You've see this guy before, what we haven't seen is an arch enemy who is nearly completely unknown and untouchable.
I've seen arch enemies nearly completely unknown and in the shadows throughout movies before, too. Dr. Claw in
Inspector Gadget, the Blank in
Dick Tracy (revealed to be Breathless Mahoney at the end), Blofeld in the James Bond films
From Russia with Love and
Thunderball. It's all been done before. Do I find that more entertaining? No. I find that to be an over used cliche.
You keep saying that, but that's how mysteries work. That's how horror movies work. You keep the truth hidden until the last moment when it's reveal has the most impact. Think about the reveal with Boo Radley in "To Kill A MOckingbird." There's a character who played as mysterious and 'in the shadows' and it's not until the reveal near the end that you really understand him. That's creative storytelling. That's good storytelling. That's interesting storytelling.

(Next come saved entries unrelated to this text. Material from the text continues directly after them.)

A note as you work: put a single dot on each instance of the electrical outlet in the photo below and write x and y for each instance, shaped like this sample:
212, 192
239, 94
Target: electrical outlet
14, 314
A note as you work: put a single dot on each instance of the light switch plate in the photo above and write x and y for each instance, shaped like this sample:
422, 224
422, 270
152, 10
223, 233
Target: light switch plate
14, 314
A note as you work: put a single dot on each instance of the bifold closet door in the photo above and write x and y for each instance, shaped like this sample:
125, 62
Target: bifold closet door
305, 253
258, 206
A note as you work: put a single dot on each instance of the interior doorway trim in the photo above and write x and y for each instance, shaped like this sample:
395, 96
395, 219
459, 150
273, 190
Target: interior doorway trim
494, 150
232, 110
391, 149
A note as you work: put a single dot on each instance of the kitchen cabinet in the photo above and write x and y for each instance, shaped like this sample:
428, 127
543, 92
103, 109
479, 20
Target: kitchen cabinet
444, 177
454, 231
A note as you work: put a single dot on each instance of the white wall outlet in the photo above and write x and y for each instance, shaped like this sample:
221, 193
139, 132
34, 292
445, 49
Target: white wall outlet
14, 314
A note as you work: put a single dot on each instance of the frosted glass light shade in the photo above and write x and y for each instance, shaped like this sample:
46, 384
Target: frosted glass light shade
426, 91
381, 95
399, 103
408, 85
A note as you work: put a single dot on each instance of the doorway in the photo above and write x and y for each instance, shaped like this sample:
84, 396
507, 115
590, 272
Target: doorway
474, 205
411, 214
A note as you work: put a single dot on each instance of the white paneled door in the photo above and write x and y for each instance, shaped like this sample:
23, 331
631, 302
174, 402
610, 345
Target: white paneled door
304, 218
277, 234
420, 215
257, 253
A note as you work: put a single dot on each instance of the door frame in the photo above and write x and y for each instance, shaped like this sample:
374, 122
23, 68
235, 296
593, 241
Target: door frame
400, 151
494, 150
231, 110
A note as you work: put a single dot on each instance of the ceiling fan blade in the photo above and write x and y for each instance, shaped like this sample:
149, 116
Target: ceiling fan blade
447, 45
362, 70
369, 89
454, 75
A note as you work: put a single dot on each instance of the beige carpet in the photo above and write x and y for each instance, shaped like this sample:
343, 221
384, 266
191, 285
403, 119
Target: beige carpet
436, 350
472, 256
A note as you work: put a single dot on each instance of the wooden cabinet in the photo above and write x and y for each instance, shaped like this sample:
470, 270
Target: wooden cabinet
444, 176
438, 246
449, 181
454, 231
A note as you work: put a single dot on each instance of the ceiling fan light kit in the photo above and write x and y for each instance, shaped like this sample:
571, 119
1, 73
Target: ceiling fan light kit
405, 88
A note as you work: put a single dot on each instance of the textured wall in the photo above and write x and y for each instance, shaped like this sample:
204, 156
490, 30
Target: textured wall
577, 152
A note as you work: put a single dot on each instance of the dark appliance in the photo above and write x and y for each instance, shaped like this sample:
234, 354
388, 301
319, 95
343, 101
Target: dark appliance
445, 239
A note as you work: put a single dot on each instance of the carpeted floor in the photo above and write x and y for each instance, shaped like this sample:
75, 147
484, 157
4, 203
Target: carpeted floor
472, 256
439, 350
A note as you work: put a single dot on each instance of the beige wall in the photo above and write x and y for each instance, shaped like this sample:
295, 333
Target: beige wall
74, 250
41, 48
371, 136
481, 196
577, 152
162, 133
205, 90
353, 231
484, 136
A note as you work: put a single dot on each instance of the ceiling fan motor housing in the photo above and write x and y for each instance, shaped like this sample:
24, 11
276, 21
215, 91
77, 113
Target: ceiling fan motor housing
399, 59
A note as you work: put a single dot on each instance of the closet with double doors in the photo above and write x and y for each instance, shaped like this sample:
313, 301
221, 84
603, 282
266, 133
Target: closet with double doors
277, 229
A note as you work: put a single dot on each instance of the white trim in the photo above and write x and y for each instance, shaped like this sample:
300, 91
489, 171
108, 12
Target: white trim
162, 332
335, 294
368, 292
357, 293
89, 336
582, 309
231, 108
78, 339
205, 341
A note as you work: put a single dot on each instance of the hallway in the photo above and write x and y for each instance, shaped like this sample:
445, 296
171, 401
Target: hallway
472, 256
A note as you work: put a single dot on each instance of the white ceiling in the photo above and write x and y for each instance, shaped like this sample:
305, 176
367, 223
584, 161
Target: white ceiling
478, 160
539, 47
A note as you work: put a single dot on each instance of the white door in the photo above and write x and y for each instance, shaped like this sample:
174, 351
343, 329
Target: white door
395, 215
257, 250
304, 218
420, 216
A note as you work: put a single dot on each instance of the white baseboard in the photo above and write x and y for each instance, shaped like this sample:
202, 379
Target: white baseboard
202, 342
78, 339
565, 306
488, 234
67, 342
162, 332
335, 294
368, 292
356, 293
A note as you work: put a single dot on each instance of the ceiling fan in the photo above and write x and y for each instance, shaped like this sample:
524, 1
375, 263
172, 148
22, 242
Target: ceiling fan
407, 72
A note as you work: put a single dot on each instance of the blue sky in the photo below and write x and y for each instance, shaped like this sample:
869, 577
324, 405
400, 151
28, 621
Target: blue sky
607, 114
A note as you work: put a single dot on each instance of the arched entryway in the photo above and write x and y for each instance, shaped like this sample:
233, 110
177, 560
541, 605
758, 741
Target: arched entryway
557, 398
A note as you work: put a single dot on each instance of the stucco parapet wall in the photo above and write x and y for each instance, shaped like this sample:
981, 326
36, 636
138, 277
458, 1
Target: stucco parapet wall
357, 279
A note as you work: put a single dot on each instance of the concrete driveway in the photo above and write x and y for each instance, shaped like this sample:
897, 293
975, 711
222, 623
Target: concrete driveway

Eisner's Octopus was never revealed. He was always in the shadows. So there would be no reveal near the end, no keeping the truth hidden until the last moment if a movie is slavishly faithful to Eisner's comics as you seem to want it to be.
It's clear that Miller doesn't get the concept of the Octopus and he's trying to make what sound to be legitimate excuses for bastardizing Eisner's work. It doesn't fool Eisner fans. Miller is simply taking brillaint characters and storytelling and reducing it, dumbing it down for mass consumption. But I think it will backfire on him. The Dark Knight was just the opposite. It raised the bar on comic films and it was hugely popular and critically lauded. There is nothing that's going to separate Miller's Spirit from any handful of action films b/c he's using so many over used cliche's. He's made what was unique and smart, common and stupid.
Okay, mego joe, I get it, you've decided to hate this movie, which we haven't see yet, and you are entiled to your opinion but maybe you should wait to watch the movie in December before you decide it's dumb and stupid. How could anyone possibly say, since none of us has seen Miller's film yet? You might end up liking it after all, if you can enjoy it without nitpicking everything that differs from the comics, or groaning over Miller's old-fashion dialogue considered corny by many folks today.
I can't wait to read the reviews and spoilers. Yawn!
You seem so jaded and bitter. Cheez-Louise, buddy. Lighten up.